Parallel Computation of the Time Dependent Velocity Evolution for Strongly Deformed Droplets

A fully three-dimensional numerical procedure has been used to predict the behavior of spherical and deformed droplets in a gas flow. The computational grid is moving with the droplet to minimize grid size and computation time. Numerical results of drag coefficients for spherical droplets show good agreement with literature data. The behavior of droplets with initially cylindrical or disk shapes has been compared with corresponding spherical droplets for different viscosities of the droplet liquid. For low viscosities the droplets are oscillating. For higher viscosities the initially strongly deformed droplets approach a spherical shape asymptotically. The influence of the strong initial deformation is shown. The simulation has been run on the Cray T3E/512-900 at the HLRS.

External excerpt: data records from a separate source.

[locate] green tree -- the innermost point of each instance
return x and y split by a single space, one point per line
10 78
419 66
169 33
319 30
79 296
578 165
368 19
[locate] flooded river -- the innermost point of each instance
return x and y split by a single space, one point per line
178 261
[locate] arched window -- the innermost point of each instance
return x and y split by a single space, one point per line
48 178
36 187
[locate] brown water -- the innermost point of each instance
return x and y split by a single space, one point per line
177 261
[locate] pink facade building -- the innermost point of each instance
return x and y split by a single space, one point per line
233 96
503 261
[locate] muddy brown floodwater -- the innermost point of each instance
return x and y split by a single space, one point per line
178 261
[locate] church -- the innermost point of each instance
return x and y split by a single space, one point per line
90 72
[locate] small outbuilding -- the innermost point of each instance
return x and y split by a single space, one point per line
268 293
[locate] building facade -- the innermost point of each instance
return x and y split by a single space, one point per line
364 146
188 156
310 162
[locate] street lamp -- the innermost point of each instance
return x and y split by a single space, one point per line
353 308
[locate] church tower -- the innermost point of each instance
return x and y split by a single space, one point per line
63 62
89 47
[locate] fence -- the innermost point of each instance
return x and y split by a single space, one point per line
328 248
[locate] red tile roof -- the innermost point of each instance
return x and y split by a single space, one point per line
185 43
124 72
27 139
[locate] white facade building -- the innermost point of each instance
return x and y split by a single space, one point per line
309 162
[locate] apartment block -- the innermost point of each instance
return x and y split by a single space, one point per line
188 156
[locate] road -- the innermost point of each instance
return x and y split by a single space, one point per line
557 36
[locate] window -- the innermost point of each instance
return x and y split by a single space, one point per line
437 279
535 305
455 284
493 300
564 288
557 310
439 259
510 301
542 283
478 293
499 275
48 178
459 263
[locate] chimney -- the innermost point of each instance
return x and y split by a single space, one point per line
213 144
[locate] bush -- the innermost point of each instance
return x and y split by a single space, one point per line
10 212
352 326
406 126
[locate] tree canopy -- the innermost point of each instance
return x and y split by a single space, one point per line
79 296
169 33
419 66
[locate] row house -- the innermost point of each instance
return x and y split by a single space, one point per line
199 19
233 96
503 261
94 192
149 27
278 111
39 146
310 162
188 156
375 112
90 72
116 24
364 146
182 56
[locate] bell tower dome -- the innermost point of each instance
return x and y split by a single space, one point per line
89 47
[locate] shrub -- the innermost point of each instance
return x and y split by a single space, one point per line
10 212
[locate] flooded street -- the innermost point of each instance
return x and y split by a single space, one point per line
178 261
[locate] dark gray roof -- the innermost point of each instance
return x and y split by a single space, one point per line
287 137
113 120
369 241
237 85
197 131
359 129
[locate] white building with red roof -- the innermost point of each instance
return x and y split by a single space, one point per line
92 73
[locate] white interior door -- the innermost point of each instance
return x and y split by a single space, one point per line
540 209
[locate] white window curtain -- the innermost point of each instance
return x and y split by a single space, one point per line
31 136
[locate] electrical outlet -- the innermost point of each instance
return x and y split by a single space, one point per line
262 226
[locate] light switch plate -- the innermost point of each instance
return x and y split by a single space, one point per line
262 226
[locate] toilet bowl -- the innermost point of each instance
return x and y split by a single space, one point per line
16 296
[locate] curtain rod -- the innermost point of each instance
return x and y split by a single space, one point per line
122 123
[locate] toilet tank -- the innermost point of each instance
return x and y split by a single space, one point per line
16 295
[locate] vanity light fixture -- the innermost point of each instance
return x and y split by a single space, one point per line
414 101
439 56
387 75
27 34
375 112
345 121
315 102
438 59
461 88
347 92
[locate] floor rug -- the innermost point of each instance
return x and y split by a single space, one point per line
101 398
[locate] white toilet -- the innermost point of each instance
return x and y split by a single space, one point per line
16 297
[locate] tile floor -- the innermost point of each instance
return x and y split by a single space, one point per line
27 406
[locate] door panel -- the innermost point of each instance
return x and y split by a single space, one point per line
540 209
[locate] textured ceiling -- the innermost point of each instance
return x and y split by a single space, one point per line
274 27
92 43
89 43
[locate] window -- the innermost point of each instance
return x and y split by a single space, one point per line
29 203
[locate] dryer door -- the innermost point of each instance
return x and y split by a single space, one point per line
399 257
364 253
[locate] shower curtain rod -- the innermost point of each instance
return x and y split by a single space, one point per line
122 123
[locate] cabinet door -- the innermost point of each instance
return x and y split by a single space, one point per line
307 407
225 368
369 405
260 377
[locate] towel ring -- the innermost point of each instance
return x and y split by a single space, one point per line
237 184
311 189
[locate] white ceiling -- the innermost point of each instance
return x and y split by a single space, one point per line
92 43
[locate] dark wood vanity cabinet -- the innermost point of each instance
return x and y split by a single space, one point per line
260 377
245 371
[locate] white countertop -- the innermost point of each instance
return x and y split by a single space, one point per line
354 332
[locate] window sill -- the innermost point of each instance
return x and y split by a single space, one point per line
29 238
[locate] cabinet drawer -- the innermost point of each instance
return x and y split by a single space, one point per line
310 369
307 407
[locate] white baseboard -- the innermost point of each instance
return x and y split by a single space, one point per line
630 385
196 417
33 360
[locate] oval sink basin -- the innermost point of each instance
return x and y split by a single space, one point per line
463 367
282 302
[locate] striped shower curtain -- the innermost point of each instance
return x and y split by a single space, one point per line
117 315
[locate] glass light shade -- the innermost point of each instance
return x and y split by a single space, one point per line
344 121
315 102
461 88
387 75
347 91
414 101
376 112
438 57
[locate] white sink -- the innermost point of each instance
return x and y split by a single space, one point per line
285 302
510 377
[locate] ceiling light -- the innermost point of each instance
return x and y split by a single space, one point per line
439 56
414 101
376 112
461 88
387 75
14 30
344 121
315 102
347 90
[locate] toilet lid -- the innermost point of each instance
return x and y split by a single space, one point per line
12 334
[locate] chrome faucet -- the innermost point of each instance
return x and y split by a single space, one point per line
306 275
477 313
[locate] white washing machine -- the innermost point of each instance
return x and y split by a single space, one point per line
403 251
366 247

Numerical Simulation of 3D Unsteady Heat Transfer at Strongly Deformed Droplets at High Reynolds Numbers

The dependency of the heat transfer on an initial deformation of droplets has been investigated at high droplet Reynolds numbers. The two-phase flow has been computed with an inhouse 3D DNS program (FS3D) using the Volume-of-Fluid method. For the droplets initial prolate and oblate shapes with an axial approaching flow has been studied. In addition, a spherical shape has been used as reference. The initial droplet Reynolds number for the present study has been Re 0 = 660 for all investigated cases. Due to the fact that the steady droplet velocity for the considered droplets has been much lower than the initial velocity of the droplets, the droplet velocity is decreased during the simulation. To gain more knowledge about the influence of deformation on the heat transfer, the time dependent, spatial averaged Nusselt number Nu t and the time and spatial averaged Nusselt number Nu m has been matched by the temperature and velocity field around a deformed droplet. By this comparison the oscillation phase with the largest heat transfer has been observed. The simulations have been performed on the Cray T3E/512-900 at the HLRS with 32 processors. The parallel performance in dependency of the number of processors has been investigated.

Predictions of the 3D Unsteady Heat Transfer at Moving Droplets

A 3D numerical program for the transient simulation of the dynamic behavior of incompressible two-phase flows has been extended to the computation of heat transfer. In the program the VOF-method with interface reconstruction has been used for the calculation of the disperse phase. The governing equations and the implemented numerical model are described. Numerical results for a transient heat conduction problem of a rigid sphere show good agreement with analytical solutions. The predicted averaged Nusselt numbers for this problem from numerical simulations match well with experimental data from the literature. On the basis of two examples the difference between intermediate and high Reynolds number flow and heat transfer is pointed out. Finally, the influence of different initial droplet velocities on the time dependent temperature evolution is shown. The simulation has been performed on the Cray T3E/512-900 at the HLRS with up to 128 processors.